C’est la mode de la démagogie actuelle. Quand il y a des propositions, tout le monde se jette dessus parce qu’on pense que l’on va faire du bien et finalement, nous nous retrouvons avec des différenciations de fiscalité qui deviennent de plus en plus complexes et des plafonds dans tous les sens.

Il y a aussi des législations qui compliquent l’action des associations et ONG comme le contrat d’engagement républicain, le criblage des bénéficiaires de l‘aide internationale… Par-delà des questions administratives ou fiscales et des blocages croissants qui existent, il ne faut jamais oublier qu’il y a des hommes et des femmes partout dans le monde qui s’engagent, parfois au péril de leur vie, pour apporter soulagement, espoir et humanité à des populations qui souffrent.

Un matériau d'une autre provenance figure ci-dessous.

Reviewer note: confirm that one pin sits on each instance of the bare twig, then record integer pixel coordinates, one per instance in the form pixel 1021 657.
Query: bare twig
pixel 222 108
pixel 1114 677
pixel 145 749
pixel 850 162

Il manque au niveau de l’État une gouvernance cohérente de l’action philanthropique.

Alain Boinet :  Puisque la générosité existe partout et sous des formes bien différentes selon chaque pays, que ce soit en France, en Europe, aux États-Unis ou dans les pays du Sud par ailleurs très divers comme les Émirats, l’Arabie Saoudite ou l’Inde, est-il possible de catégoriser ou de distinguer diverses formes et histoires de la philanthropie ? Comment vois-tu l’avenir de la philanthropie dans le monde ?

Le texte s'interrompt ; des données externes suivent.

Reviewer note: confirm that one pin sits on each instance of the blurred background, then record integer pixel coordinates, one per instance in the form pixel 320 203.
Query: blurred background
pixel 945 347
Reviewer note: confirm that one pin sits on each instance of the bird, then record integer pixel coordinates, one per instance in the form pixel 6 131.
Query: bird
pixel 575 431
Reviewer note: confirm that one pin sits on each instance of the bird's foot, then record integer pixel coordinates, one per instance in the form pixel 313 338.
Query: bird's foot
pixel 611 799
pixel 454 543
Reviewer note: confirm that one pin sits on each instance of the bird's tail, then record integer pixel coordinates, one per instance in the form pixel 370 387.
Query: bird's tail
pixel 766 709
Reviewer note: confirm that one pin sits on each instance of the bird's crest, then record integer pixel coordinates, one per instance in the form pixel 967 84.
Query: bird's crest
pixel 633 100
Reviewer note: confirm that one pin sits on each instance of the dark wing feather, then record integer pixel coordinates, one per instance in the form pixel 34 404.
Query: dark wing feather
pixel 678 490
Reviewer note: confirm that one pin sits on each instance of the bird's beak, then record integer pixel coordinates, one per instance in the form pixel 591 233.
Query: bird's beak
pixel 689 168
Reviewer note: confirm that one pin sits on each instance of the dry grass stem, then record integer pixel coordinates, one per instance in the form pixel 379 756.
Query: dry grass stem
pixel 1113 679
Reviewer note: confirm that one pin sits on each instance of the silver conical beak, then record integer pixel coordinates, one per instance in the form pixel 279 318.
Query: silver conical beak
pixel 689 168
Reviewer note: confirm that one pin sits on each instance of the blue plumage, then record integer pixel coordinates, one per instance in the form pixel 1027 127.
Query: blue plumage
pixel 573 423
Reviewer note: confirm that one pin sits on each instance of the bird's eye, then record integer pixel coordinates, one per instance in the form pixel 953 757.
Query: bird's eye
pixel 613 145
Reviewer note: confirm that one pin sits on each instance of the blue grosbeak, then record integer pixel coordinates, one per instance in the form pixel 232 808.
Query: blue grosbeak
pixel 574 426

Intervention EAH sur la colline de Rhoo en RDC @Solidarités International

Francis Charhon : Les philanthropies se développent dans le monde de façon importante. Face à cela, un travail important a aussi été fait. Je parlais plus tôt du Centre européen des fondations. Ce dernier a permis de créer des interconnexions entre les fondations des pays de l’union européenne. La mise en place du Transnational Giving Europe (TGE)[6] en est un bon exemple. Ce système a fiabilisé les donations entre pays et par conséquent favorisé le soutien de cause importante.

D’autres organisations internationales ont été mises en place comme le Worldwide Initiatives for Grantmaker Support (WINGS)[7], une organisation mondiale de Grantmakers (donateurs). Il y a aussi des réunions régulières qui permettent encore de travailler sur des normes, de connaître l’activité des voisins et surtout de mettre en place des relations entre différentes organisations liées par des axes d’intervention communs. Je pense que l’avenir passe par des alliances entre organisations, collectivités locales, États, et donateurs.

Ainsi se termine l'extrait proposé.